[Python-Dev] Internal representation of strings and Micropython

Wed Jun 4 17:53:52 CEST 2014

Hello,

On Thu, 5 Jun 2014 01:00:52 +1000
Chris Angelico <rosuav at gmail.com> wrote:

> On Thu, Jun 5, 2014 at 12:49 AM, Paul Sokolovsky <pmiscml at gmail.com>
> wrote:
> >> > But you need non-ASCII characters to display a title of MP3
> >> > track.
> >
> > Yes, but to display a title, you don't need to do codepoint access
> > at random - you need to either take a block of memory (length in
> > bytes) and do something with it (pass to a C function, transfer
> > over some bus, etc.), or *iterate in order* over codepoints in a
> > string. All these operations are as efficient (O-notation) for
> > UTF-8 as for UTF-32.
> 
> Suppose you have a long title, and you need to abbreviate it by
> dropping out words (delimited by whitespace), such that you keep the
> first word (always) and the last (if possible) and as many as possible
> in between. How are you going to write that?
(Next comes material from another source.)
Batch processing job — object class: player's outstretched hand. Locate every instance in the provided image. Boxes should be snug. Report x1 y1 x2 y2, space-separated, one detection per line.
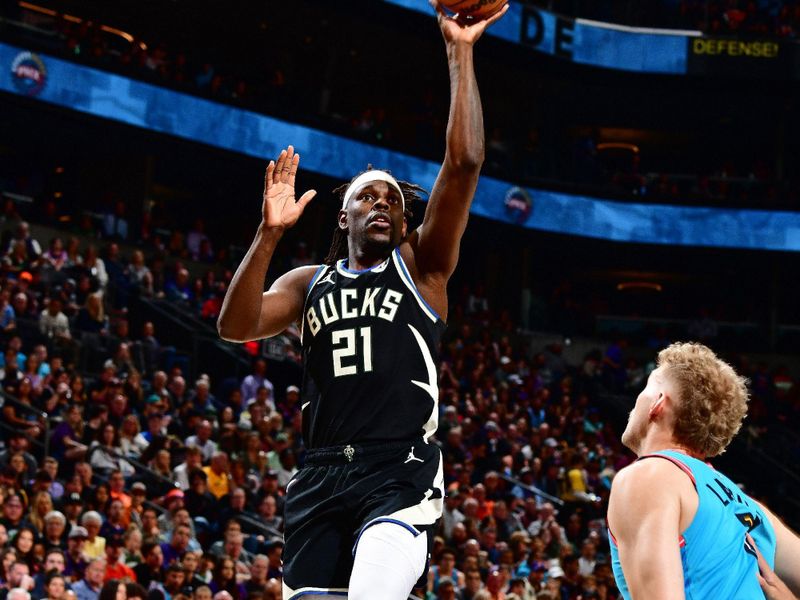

With PEP 393 or UTF-32
> strings, you can simply record the index of every whitespace you find,
> count off lengths, and decide what to keep and what to ellipsize.

I'll submit angry bugreport along the lines of "WWWHAT, it's 3.5 and
there's still no str.isplit()??!!11", then do it with re.finditer()
(while submitting another report on inconsistent naming scheme).

[]

-- 
Best regards,
 Paul                          mailto:pmiscml at gmail.com